Treatment
of Those Near the End of Life
Robert
T. Zozus, Jr., Ph.D.- Clinical Psychologist
Introduction:
Psychological
care of those nearing the end of their lives is one of the least
researched areas in psychology. In fact, it is my belief that the best primer for working
with the terminally ill is a book written for the layman,called
“Tuesdays with Morrie” (Albom, 1997).
In it, Morrie Schwartz, the subject of the book (and a dying
man) sagely notes that “ everybody knows they are going to die,
but nobody believes it.”
Denial
is a strong defensive mechanism that may allow us to live more
comfortably. This
comfort has a cost, however. Robert
Firestone (1994), a renowned psychodynamic theorist and clinician,
states that “humans adapt to death anxiety by giving up their life
in the face of death.” In
essence, he sees much of the psychopathology that we treat routinely
in our patients (especially involving depression and addiction) as
arising from death denial. He
wouldn’t get much argument from those with an existentialist bent.
My
point is that much of what this article examines will be familiar.
As Morrie states, “Once you learn how to die, you know how
to live.” An
important difference does exist in that because of the inherent
physical illness involved in your patient’s suffering, an
interdisciplinary treatment approach is even more important than
usual. Another
important difference is that in the treatment of the terminally ill
time pressures may intensify the work (making it more demanding).
An
interesting question crops up when considering the psychological
treatment of the terminally ill.
Are all terminally ill individuals destined to benefit from
these services? It is a
normal and human response to be upset when they are told of their
impending death. In my view, those needing psychological treatment at the end of life are
very much like those who are physically well. They, or those important to them, recognize emotional
difficulty which is significantly interfering with the life they
have remaining in a consistent and enduring fashion.

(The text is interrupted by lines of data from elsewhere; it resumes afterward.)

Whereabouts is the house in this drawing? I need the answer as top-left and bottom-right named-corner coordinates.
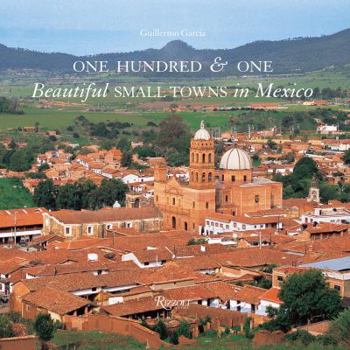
top-left (43, 207), bottom-right (161, 239)
top-left (21, 287), bottom-right (92, 322)
top-left (295, 221), bottom-right (350, 240)
top-left (257, 288), bottom-right (283, 315)
top-left (301, 206), bottom-right (350, 224)
top-left (301, 256), bottom-right (350, 301)
top-left (0, 208), bottom-right (47, 244)
top-left (230, 285), bottom-right (266, 313)
top-left (204, 213), bottom-right (282, 235)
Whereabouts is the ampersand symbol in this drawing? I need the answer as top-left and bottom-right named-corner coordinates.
top-left (210, 57), bottom-right (228, 73)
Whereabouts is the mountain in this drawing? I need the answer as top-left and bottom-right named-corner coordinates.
top-left (0, 29), bottom-right (350, 76)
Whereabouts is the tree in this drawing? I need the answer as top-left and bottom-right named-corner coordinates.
top-left (34, 314), bottom-right (55, 349)
top-left (99, 179), bottom-right (129, 206)
top-left (0, 314), bottom-right (14, 338)
top-left (153, 318), bottom-right (168, 340)
top-left (343, 149), bottom-right (350, 165)
top-left (86, 179), bottom-right (129, 209)
top-left (176, 321), bottom-right (192, 338)
top-left (280, 270), bottom-right (341, 324)
top-left (33, 179), bottom-right (57, 210)
top-left (292, 157), bottom-right (322, 180)
top-left (264, 270), bottom-right (342, 331)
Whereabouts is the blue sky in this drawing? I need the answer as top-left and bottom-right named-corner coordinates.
top-left (0, 0), bottom-right (350, 54)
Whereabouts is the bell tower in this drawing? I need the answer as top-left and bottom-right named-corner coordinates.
top-left (307, 176), bottom-right (320, 203)
top-left (189, 121), bottom-right (215, 189)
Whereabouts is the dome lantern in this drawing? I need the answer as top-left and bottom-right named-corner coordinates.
top-left (193, 120), bottom-right (211, 141)
top-left (220, 147), bottom-right (252, 170)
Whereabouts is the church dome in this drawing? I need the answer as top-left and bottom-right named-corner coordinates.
top-left (194, 120), bottom-right (210, 141)
top-left (220, 147), bottom-right (252, 170)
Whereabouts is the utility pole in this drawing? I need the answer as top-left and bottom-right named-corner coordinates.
top-left (13, 210), bottom-right (17, 248)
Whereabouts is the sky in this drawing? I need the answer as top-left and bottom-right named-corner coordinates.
top-left (0, 0), bottom-right (350, 55)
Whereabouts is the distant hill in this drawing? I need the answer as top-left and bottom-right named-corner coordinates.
top-left (0, 29), bottom-right (350, 74)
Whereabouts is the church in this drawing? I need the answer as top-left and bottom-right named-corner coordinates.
top-left (154, 121), bottom-right (282, 233)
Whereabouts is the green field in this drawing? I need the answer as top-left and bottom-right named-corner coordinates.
top-left (0, 178), bottom-right (34, 209)
top-left (0, 69), bottom-right (350, 131)
top-left (52, 331), bottom-right (345, 350)
top-left (52, 331), bottom-right (146, 350)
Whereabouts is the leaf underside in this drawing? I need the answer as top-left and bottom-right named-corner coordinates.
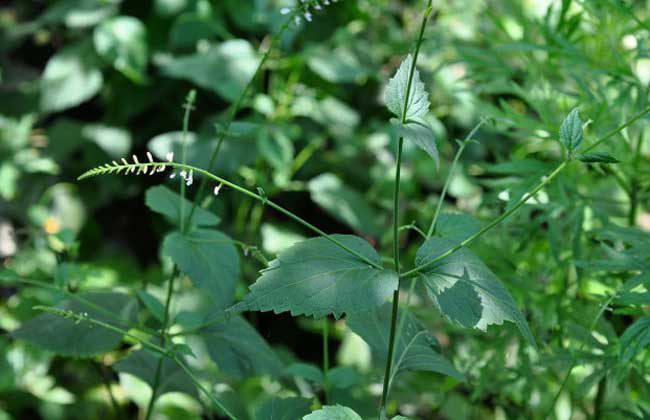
top-left (232, 235), bottom-right (398, 318)
top-left (415, 237), bottom-right (536, 346)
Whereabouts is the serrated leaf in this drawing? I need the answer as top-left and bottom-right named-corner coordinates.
top-left (162, 229), bottom-right (240, 308)
top-left (200, 316), bottom-right (284, 379)
top-left (145, 185), bottom-right (221, 226)
top-left (415, 238), bottom-right (536, 346)
top-left (560, 108), bottom-right (583, 152)
top-left (384, 54), bottom-right (430, 121)
top-left (93, 16), bottom-right (148, 83)
top-left (302, 404), bottom-right (362, 420)
top-left (391, 119), bottom-right (440, 167)
top-left (113, 350), bottom-right (197, 397)
top-left (435, 213), bottom-right (481, 243)
top-left (255, 397), bottom-right (312, 420)
top-left (620, 316), bottom-right (650, 362)
top-left (347, 304), bottom-right (464, 381)
top-left (137, 290), bottom-right (165, 322)
top-left (12, 292), bottom-right (137, 357)
top-left (233, 235), bottom-right (398, 318)
top-left (308, 173), bottom-right (382, 236)
top-left (285, 363), bottom-right (324, 384)
top-left (578, 152), bottom-right (619, 163)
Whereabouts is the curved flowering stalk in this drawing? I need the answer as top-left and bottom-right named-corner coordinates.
top-left (77, 153), bottom-right (384, 270)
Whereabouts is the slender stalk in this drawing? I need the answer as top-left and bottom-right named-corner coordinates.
top-left (145, 90), bottom-right (196, 420)
top-left (426, 119), bottom-right (487, 239)
top-left (3, 276), bottom-right (158, 336)
top-left (379, 0), bottom-right (432, 417)
top-left (79, 162), bottom-right (384, 270)
top-left (33, 306), bottom-right (237, 420)
top-left (402, 160), bottom-right (570, 277)
top-left (544, 290), bottom-right (618, 419)
top-left (323, 317), bottom-right (330, 404)
top-left (188, 14), bottom-right (292, 228)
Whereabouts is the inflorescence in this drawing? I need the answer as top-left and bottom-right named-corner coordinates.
top-left (280, 0), bottom-right (338, 25)
top-left (79, 152), bottom-right (223, 195)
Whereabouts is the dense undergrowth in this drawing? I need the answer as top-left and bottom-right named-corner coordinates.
top-left (0, 0), bottom-right (650, 420)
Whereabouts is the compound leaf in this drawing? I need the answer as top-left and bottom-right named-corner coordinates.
top-left (347, 304), bottom-right (464, 381)
top-left (415, 237), bottom-right (536, 346)
top-left (255, 397), bottom-right (312, 420)
top-left (233, 235), bottom-right (398, 318)
top-left (195, 316), bottom-right (284, 379)
top-left (302, 404), bottom-right (361, 420)
top-left (384, 54), bottom-right (430, 120)
top-left (560, 108), bottom-right (583, 152)
top-left (12, 292), bottom-right (137, 357)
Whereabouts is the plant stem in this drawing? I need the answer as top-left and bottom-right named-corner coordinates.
top-left (379, 0), bottom-right (432, 418)
top-left (33, 306), bottom-right (237, 420)
top-left (79, 162), bottom-right (384, 270)
top-left (182, 13), bottom-right (300, 224)
top-left (402, 160), bottom-right (570, 277)
top-left (544, 290), bottom-right (618, 419)
top-left (323, 317), bottom-right (330, 404)
top-left (426, 119), bottom-right (487, 239)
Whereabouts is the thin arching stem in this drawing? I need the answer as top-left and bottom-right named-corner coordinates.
top-left (379, 0), bottom-right (432, 417)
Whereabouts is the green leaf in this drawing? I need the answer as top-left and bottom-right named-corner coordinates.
top-left (308, 173), bottom-right (382, 236)
top-left (560, 108), bottom-right (583, 153)
top-left (620, 316), bottom-right (650, 363)
top-left (40, 44), bottom-right (104, 112)
top-left (160, 39), bottom-right (259, 101)
top-left (93, 16), bottom-right (148, 83)
top-left (137, 290), bottom-right (165, 322)
top-left (200, 316), bottom-right (284, 379)
top-left (145, 185), bottom-right (221, 226)
top-left (255, 397), bottom-right (312, 420)
top-left (578, 152), bottom-right (619, 163)
top-left (384, 54), bottom-right (430, 121)
top-left (391, 118), bottom-right (440, 166)
top-left (162, 229), bottom-right (240, 308)
top-left (435, 213), bottom-right (481, 243)
top-left (302, 404), bottom-right (362, 420)
top-left (12, 292), bottom-right (137, 357)
top-left (347, 303), bottom-right (464, 381)
top-left (415, 238), bottom-right (536, 346)
top-left (113, 350), bottom-right (198, 397)
top-left (285, 363), bottom-right (324, 384)
top-left (233, 235), bottom-right (398, 318)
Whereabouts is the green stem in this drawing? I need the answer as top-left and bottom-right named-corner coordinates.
top-left (323, 317), bottom-right (330, 404)
top-left (10, 276), bottom-right (158, 336)
top-left (182, 14), bottom-right (300, 228)
top-left (544, 290), bottom-right (618, 419)
top-left (402, 160), bottom-right (570, 277)
top-left (79, 162), bottom-right (384, 270)
top-left (426, 120), bottom-right (487, 239)
top-left (33, 306), bottom-right (237, 420)
top-left (379, 0), bottom-right (432, 417)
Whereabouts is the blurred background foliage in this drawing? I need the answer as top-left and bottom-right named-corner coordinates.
top-left (0, 0), bottom-right (650, 419)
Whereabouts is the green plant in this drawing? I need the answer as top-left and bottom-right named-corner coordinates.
top-left (0, 1), bottom-right (650, 419)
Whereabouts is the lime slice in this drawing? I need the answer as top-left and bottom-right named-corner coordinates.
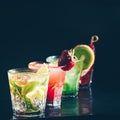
top-left (37, 63), bottom-right (49, 74)
top-left (73, 44), bottom-right (95, 75)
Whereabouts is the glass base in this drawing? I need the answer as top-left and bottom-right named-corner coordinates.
top-left (79, 83), bottom-right (91, 89)
top-left (62, 92), bottom-right (78, 98)
top-left (47, 100), bottom-right (61, 107)
top-left (13, 112), bottom-right (45, 120)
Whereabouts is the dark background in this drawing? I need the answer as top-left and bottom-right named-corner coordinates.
top-left (0, 0), bottom-right (120, 119)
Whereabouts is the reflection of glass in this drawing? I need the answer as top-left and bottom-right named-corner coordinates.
top-left (78, 88), bottom-right (92, 115)
top-left (61, 97), bottom-right (80, 116)
top-left (62, 67), bottom-right (80, 97)
top-left (80, 67), bottom-right (93, 89)
top-left (8, 68), bottom-right (49, 118)
top-left (46, 106), bottom-right (61, 117)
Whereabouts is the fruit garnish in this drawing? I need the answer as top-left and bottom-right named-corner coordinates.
top-left (58, 50), bottom-right (75, 71)
top-left (73, 44), bottom-right (95, 76)
top-left (36, 63), bottom-right (49, 74)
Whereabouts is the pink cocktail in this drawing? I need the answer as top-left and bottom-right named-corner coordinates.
top-left (28, 62), bottom-right (66, 106)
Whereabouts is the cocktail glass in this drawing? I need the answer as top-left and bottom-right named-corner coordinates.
top-left (28, 61), bottom-right (66, 107)
top-left (46, 56), bottom-right (83, 97)
top-left (62, 61), bottom-right (82, 97)
top-left (8, 68), bottom-right (49, 118)
top-left (47, 66), bottom-right (65, 107)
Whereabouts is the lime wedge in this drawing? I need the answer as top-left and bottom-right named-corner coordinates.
top-left (37, 63), bottom-right (49, 74)
top-left (73, 44), bottom-right (95, 74)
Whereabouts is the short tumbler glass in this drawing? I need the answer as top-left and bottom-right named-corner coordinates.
top-left (8, 68), bottom-right (49, 118)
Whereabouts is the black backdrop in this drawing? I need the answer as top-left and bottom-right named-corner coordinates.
top-left (0, 0), bottom-right (120, 119)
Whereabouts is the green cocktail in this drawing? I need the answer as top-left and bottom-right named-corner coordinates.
top-left (8, 65), bottom-right (49, 117)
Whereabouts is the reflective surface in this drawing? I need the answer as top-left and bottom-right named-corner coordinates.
top-left (11, 88), bottom-right (93, 120)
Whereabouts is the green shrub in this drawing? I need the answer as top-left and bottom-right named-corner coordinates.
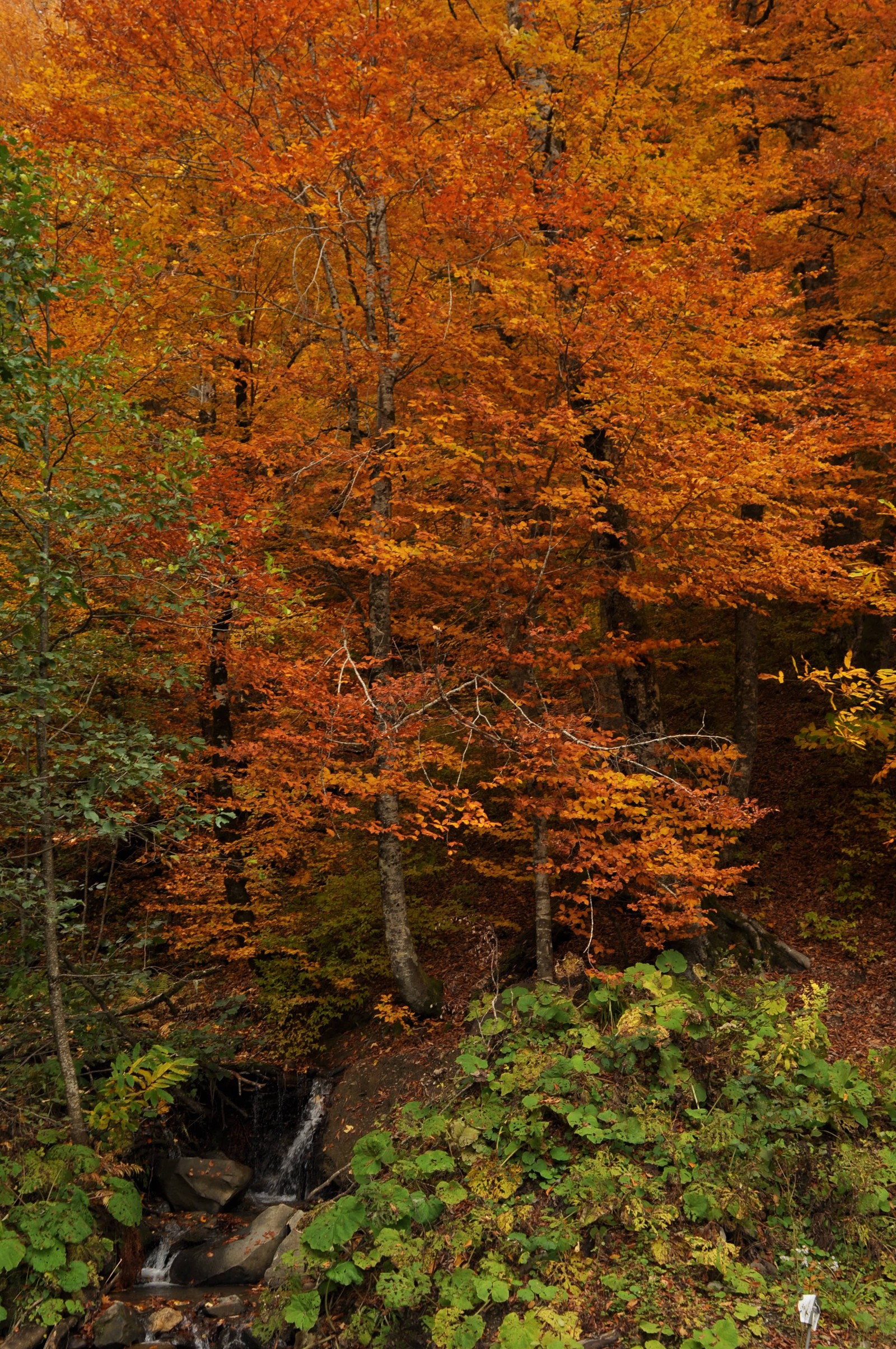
top-left (0, 1129), bottom-right (142, 1326)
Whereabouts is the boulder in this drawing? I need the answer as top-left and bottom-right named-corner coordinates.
top-left (202, 1294), bottom-right (246, 1320)
top-left (0, 1326), bottom-right (47, 1349)
top-left (264, 1209), bottom-right (319, 1288)
top-left (146, 1307), bottom-right (184, 1336)
top-left (170, 1203), bottom-right (296, 1284)
top-left (93, 1302), bottom-right (143, 1349)
top-left (158, 1157), bottom-right (253, 1213)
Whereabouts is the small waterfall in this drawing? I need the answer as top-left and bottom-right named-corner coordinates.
top-left (248, 1078), bottom-right (332, 1204)
top-left (141, 1222), bottom-right (184, 1284)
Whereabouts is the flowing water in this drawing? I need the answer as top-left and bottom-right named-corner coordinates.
top-left (141, 1222), bottom-right (184, 1284)
top-left (139, 1074), bottom-right (332, 1291)
top-left (247, 1078), bottom-right (332, 1204)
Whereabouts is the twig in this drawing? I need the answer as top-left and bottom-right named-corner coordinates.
top-left (302, 1161), bottom-right (351, 1203)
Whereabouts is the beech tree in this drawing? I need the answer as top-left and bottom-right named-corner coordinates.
top-left (0, 139), bottom-right (208, 1143)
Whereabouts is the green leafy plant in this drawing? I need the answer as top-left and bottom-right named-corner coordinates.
top-left (258, 952), bottom-right (896, 1349)
top-left (89, 1044), bottom-right (195, 1150)
top-left (0, 1129), bottom-right (143, 1326)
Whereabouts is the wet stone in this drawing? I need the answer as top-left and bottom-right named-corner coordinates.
top-left (202, 1294), bottom-right (246, 1320)
top-left (147, 1307), bottom-right (184, 1336)
top-left (93, 1302), bottom-right (143, 1349)
top-left (158, 1157), bottom-right (253, 1213)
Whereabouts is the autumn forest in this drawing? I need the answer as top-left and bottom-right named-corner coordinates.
top-left (0, 0), bottom-right (896, 1349)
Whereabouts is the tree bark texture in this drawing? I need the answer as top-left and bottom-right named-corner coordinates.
top-left (531, 815), bottom-right (554, 982)
top-left (376, 792), bottom-right (441, 1016)
top-left (205, 606), bottom-right (254, 923)
top-left (365, 205), bottom-right (442, 1017)
top-left (731, 604), bottom-right (758, 800)
top-left (35, 558), bottom-right (88, 1144)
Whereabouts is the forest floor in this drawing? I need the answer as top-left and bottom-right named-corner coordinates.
top-left (313, 663), bottom-right (896, 1170)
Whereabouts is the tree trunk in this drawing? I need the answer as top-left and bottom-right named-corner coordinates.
top-left (731, 604), bottom-right (758, 800)
top-left (205, 606), bottom-right (254, 923)
top-left (35, 553), bottom-right (89, 1145)
top-left (531, 815), bottom-right (554, 982)
top-left (376, 792), bottom-right (442, 1016)
top-left (365, 207), bottom-right (442, 1016)
top-left (606, 588), bottom-right (665, 764)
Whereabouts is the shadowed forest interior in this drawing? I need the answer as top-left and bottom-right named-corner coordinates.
top-left (0, 8), bottom-right (896, 1349)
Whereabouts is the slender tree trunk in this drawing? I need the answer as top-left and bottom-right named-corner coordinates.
top-left (205, 606), bottom-right (254, 923)
top-left (375, 792), bottom-right (441, 1016)
top-left (606, 588), bottom-right (665, 764)
top-left (366, 207), bottom-right (442, 1016)
top-left (35, 523), bottom-right (89, 1144)
top-left (731, 604), bottom-right (758, 800)
top-left (531, 815), bottom-right (554, 982)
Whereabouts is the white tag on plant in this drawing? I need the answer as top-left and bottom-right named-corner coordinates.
top-left (797, 1292), bottom-right (822, 1333)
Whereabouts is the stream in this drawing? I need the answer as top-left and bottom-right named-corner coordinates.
top-left (138, 1074), bottom-right (332, 1300)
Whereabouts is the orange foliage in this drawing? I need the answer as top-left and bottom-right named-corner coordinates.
top-left (8, 0), bottom-right (892, 982)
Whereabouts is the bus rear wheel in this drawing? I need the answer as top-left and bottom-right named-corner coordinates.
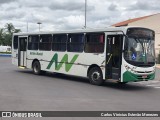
top-left (88, 67), bottom-right (104, 85)
top-left (32, 61), bottom-right (41, 75)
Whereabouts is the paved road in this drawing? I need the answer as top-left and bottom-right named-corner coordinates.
top-left (0, 57), bottom-right (160, 119)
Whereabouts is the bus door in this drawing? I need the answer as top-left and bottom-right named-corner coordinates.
top-left (18, 37), bottom-right (28, 67)
top-left (106, 33), bottom-right (123, 80)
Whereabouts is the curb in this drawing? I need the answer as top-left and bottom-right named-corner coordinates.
top-left (0, 54), bottom-right (11, 57)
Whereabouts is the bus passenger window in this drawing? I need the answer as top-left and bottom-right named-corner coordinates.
top-left (85, 33), bottom-right (105, 53)
top-left (67, 34), bottom-right (84, 52)
top-left (13, 36), bottom-right (18, 49)
top-left (28, 35), bottom-right (39, 50)
top-left (39, 34), bottom-right (52, 51)
top-left (52, 34), bottom-right (67, 51)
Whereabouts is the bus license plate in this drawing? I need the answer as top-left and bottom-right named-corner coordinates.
top-left (142, 75), bottom-right (147, 79)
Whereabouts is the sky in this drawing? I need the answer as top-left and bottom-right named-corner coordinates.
top-left (0, 0), bottom-right (160, 32)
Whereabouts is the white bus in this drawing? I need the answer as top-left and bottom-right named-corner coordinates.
top-left (0, 45), bottom-right (11, 53)
top-left (12, 27), bottom-right (155, 85)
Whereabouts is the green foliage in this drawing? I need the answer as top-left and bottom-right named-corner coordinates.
top-left (0, 52), bottom-right (11, 54)
top-left (0, 23), bottom-right (21, 46)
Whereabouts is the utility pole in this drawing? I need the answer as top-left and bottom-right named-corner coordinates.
top-left (37, 22), bottom-right (42, 32)
top-left (84, 0), bottom-right (87, 29)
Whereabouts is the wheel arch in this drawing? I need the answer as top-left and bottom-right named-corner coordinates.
top-left (87, 64), bottom-right (103, 77)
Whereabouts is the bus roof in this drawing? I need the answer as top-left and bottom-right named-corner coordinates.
top-left (13, 26), bottom-right (152, 36)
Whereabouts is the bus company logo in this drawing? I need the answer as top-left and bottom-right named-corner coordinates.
top-left (2, 112), bottom-right (12, 117)
top-left (47, 53), bottom-right (79, 72)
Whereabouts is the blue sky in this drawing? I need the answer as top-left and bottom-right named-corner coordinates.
top-left (0, 0), bottom-right (160, 32)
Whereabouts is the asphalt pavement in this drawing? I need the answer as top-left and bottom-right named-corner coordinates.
top-left (0, 57), bottom-right (160, 119)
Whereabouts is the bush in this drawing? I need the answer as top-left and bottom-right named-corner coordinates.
top-left (0, 52), bottom-right (11, 54)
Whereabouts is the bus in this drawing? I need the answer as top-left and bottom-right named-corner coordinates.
top-left (0, 45), bottom-right (11, 53)
top-left (12, 27), bottom-right (155, 85)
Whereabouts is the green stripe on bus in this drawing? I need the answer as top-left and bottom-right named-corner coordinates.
top-left (47, 53), bottom-right (79, 72)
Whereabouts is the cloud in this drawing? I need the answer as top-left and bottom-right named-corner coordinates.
top-left (0, 0), bottom-right (160, 32)
top-left (126, 0), bottom-right (160, 11)
top-left (0, 0), bottom-right (15, 5)
top-left (108, 3), bottom-right (118, 11)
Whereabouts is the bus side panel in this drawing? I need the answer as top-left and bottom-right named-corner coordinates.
top-left (12, 47), bottom-right (18, 66)
top-left (27, 51), bottom-right (105, 77)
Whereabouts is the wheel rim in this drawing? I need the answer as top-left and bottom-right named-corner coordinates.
top-left (91, 71), bottom-right (100, 81)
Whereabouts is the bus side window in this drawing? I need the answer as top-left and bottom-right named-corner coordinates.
top-left (67, 33), bottom-right (84, 52)
top-left (52, 34), bottom-right (67, 51)
top-left (28, 35), bottom-right (39, 50)
top-left (85, 33), bottom-right (104, 53)
top-left (13, 36), bottom-right (18, 49)
top-left (39, 34), bottom-right (52, 51)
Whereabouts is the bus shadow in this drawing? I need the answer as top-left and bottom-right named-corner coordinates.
top-left (103, 81), bottom-right (152, 91)
top-left (16, 70), bottom-right (153, 91)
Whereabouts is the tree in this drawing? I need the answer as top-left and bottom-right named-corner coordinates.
top-left (3, 23), bottom-right (21, 46)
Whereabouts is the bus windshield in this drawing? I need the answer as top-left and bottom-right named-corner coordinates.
top-left (124, 28), bottom-right (155, 67)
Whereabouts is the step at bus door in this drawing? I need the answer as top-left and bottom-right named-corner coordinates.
top-left (18, 37), bottom-right (27, 67)
top-left (106, 34), bottom-right (123, 80)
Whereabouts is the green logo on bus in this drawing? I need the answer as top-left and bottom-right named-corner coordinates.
top-left (47, 53), bottom-right (79, 72)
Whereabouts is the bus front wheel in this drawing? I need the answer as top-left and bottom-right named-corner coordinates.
top-left (88, 67), bottom-right (104, 85)
top-left (32, 61), bottom-right (41, 75)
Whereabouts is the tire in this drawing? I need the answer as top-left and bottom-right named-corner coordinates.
top-left (32, 61), bottom-right (42, 75)
top-left (88, 67), bottom-right (104, 86)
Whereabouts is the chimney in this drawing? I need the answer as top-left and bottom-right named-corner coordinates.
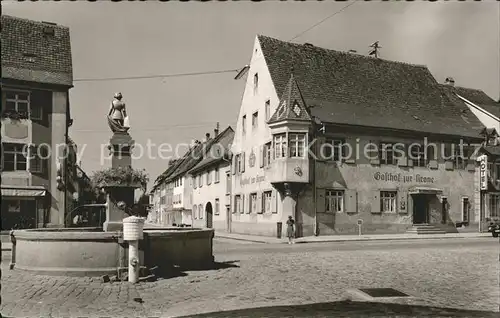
top-left (214, 122), bottom-right (219, 138)
top-left (444, 77), bottom-right (455, 86)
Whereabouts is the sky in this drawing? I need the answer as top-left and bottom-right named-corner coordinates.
top-left (2, 0), bottom-right (500, 190)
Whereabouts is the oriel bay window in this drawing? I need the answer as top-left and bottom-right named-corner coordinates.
top-left (380, 191), bottom-right (397, 213)
top-left (325, 190), bottom-right (344, 213)
top-left (273, 134), bottom-right (287, 159)
top-left (288, 133), bottom-right (306, 158)
top-left (2, 143), bottom-right (28, 171)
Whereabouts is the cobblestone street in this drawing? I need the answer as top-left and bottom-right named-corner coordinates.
top-left (1, 239), bottom-right (500, 317)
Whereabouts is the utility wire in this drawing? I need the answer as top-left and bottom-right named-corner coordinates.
top-left (73, 69), bottom-right (239, 82)
top-left (289, 0), bottom-right (358, 41)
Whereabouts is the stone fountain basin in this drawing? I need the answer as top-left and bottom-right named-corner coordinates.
top-left (13, 228), bottom-right (214, 277)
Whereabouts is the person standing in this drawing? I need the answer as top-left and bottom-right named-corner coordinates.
top-left (286, 215), bottom-right (295, 244)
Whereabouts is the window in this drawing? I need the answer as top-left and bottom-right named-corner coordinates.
top-left (325, 190), bottom-right (344, 213)
top-left (4, 91), bottom-right (30, 119)
top-left (410, 145), bottom-right (427, 167)
top-left (252, 112), bottom-right (259, 129)
top-left (462, 198), bottom-right (470, 223)
top-left (248, 193), bottom-right (257, 213)
top-left (320, 139), bottom-right (345, 161)
top-left (265, 99), bottom-right (271, 121)
top-left (490, 194), bottom-right (500, 218)
top-left (214, 167), bottom-right (220, 183)
top-left (2, 143), bottom-right (28, 171)
top-left (289, 134), bottom-right (306, 158)
top-left (380, 191), bottom-right (397, 213)
top-left (207, 170), bottom-right (212, 185)
top-left (253, 73), bottom-right (259, 95)
top-left (30, 146), bottom-right (48, 173)
top-left (454, 145), bottom-right (469, 170)
top-left (198, 204), bottom-right (205, 220)
top-left (274, 134), bottom-right (286, 158)
top-left (214, 199), bottom-right (220, 215)
top-left (234, 194), bottom-right (243, 213)
top-left (262, 191), bottom-right (272, 213)
top-left (378, 142), bottom-right (396, 165)
top-left (264, 142), bottom-right (271, 167)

These emotional symptoms can often be classified in DSM-IV
terms. Research by
Brietbart (EOL Conference, February, 2002), of those suffering from
terminal cancer, found in several studies that from 15 to 20% of
those individuals have a diagnosable depressive disorder.
The most important symptom of depression isolated as
determining poor emotional functioning in the face of death was a
sense of hopelessness (giving up).
Further
guiding efforts identify those who could benefit from psychological
interventions involves research examining those terminally ill who
desire death. While not
always a sign that an individual is suffering from a diagnosable
disorder, it can identify many who suffer mental illness because of
their impending death. Brietbart
((EOL conference, February, 2002), in a factor analytic study of
those desiring death among those found terminally ill with cancer,
found that poor social support and high levels of pain were the most
important predictors of depression (hopelessness), which then
predicted with high accuracy subsequent desire for death.
Another
consideration in work with those nearing the end of life are the
cultural norms they hold dear.
In Greece, for example, it is
normal for the family of the terminally ill to deny the impending
death. It is thought
that this may take place in order to preserve the family unit’s
functioning and strength (Papadatou, EOL
conference, February, 2002)).
The astute clinician, as always, will attempt to understand
the cultural norms of the patient to aid their work.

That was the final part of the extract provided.